Archive for March, 2014

Pick your protocol: Multiprotocol file access in EMC Isilon OneFS

Kirsten Gantenbein

Kirsten Gantenbein

Principal Content Strategist at EMC Isilon Storage Division
Kirsten Gantenbein
Kirsten Gantenbein

You’re rushing to meet a project deadline, and you need to update some related files that are stored on an EMC® Isilon® cluster. You’re working on a Linux computer, and you’re connected to the cluster over a Network File System (NFS) protocol. You need to access files in a directory that your coworker, who uses a Windows computer, created when they were connected to the same cluster over a Server Message Block (SMB) protocol. Thanks to the Isilon OneFS® operating system, you can seamlessly access your coworker’s files even though you are doing so through a very different protocol.

Multiple protocol support is a necessity in today’s IT organizations, which comprise a mix of Windows and UNIX/Linux operating environments. OneFS is designed to provide users with unified access to data on an Isilon cluster using a mix of common protocols, such as SMB, NFS, HTTP, and Hadoop Distributed File System (HDFS). For a full list of supported protocols, see the OneFS administration guides or “EMC Isilon Multiprotocol Data Access with a Unified Security Model”.

So how does OneFS support a multiprotocol environment? What are the steps a system administrator needs to take to set up multiprotocol access in OneFS?

We have two videos that cover the basics and provide recommendations for setting up multiprotocol access in OneFS. The first video, “File Access Basics in an Isilon OneFS Multi-Protocol Environments,” provides a whiteboard overview of this topic. The second video, “Technical Demo: Multi-Protocol File Access Using EMC Isilon OneFS,” provide a demonstration of common multiprotocol commands and tasks.

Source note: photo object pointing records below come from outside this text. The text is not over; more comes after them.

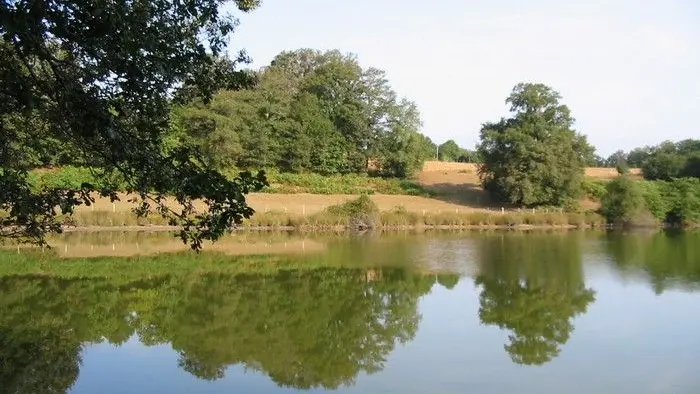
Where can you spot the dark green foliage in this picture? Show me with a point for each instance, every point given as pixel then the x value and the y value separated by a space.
pixel 96 81
pixel 361 213
pixel 682 201
pixel 672 160
pixel 623 202
pixel 594 189
pixel 314 111
pixel 675 202
pixel 535 157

File access basics and AIMA in OneFS

Supporting a mix of protocols requires supporting a mix of user identities and file permissions. This requirement can leave system administrators with several considerations when configuring OneFS.

Before discussing how OneFS handles multiprotocol file access, let’s first review how two operating environments, Windows and UNIX/Linux, authorize access to files. In a Windows environment, users are identified based on unique security identifiers (SIDs). Files or directories are secured through an Access Control List (ACL). In an UNIX environment, users and groups are identified through user identifiers (UIDs) and group identifiers (GIDs), respectively. Files are secured using POSIX mode bits.

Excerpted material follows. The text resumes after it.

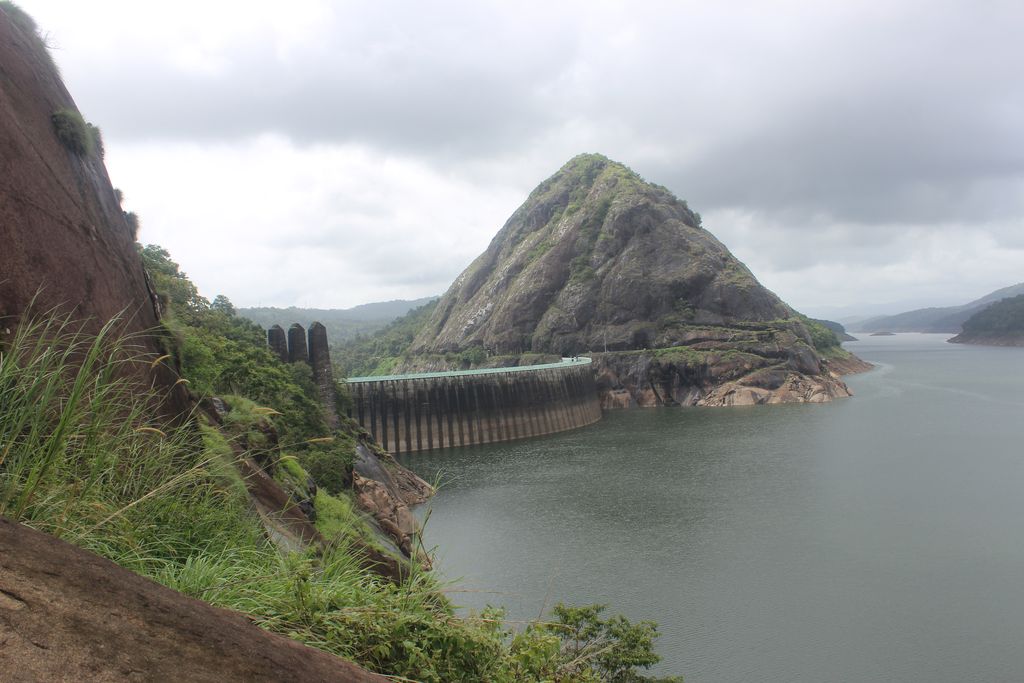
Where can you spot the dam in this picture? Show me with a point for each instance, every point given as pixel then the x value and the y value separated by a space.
pixel 412 413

OneFS uses Authentication, Identity Management, and Authorization (AIMA) to assign the right permissions and identifiers to users (and groups) no matter which protocols they use to connect to the cluster. To securely support NFS and SMB clients, OneFS does three things:

  • Connects to directory services, such as Microsoft Active Directory (AD) and Lightweight Directory Access Protocol (LDAP), which provides a security database of user and group accounts along with their information
  • Authenticates users and groups
  • Controls access to directories and files

When a user connects to an Isilon cluster, OneFS scans Active Directory and LDAP for the user’s identifiers. Once the user is authenticated, OneFS creates an access token for the user. OneFS then maps the user’s account (known as “user mapping” in OneFS) in one directory service to another. This single access token is the key to authorizing the user so they can access files that are stored and created on the cluster using different protocols.

For example, if a user, Mike, accesses a file share through SMB, OneFS will scan Active Directory and find an SID for him. If OneFS does not find any UIDs or GIDs associated with Mike via LDAP, OneFS will generate a UID and GID for him and save them to Mike’s access token, so he can access files created by NFS users.

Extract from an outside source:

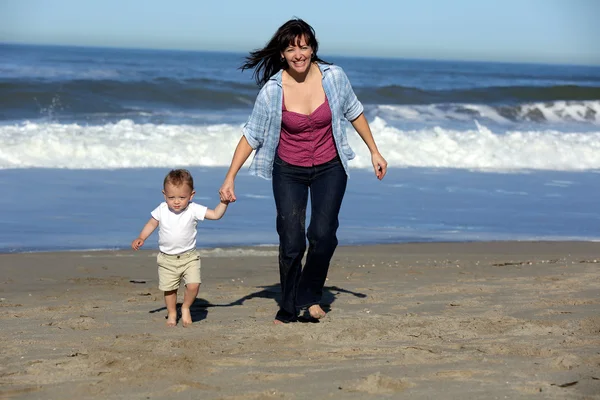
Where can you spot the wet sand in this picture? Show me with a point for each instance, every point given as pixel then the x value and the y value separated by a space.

The same type of mapping occurs for file permissions. If a file was created through SMB, it will be assigned an ACL to control who can access the file. OneFS will create equivalent POSIX mode bits for this file. File permissions can be saved to the Isilon cluster on disk in one of three modes: native, UNIX, or SID. For more information about each mode, and about AIMA and user mapping, read the “Identities, Access Tokens, and the Isilon OneFS User Mapping Service” white paper.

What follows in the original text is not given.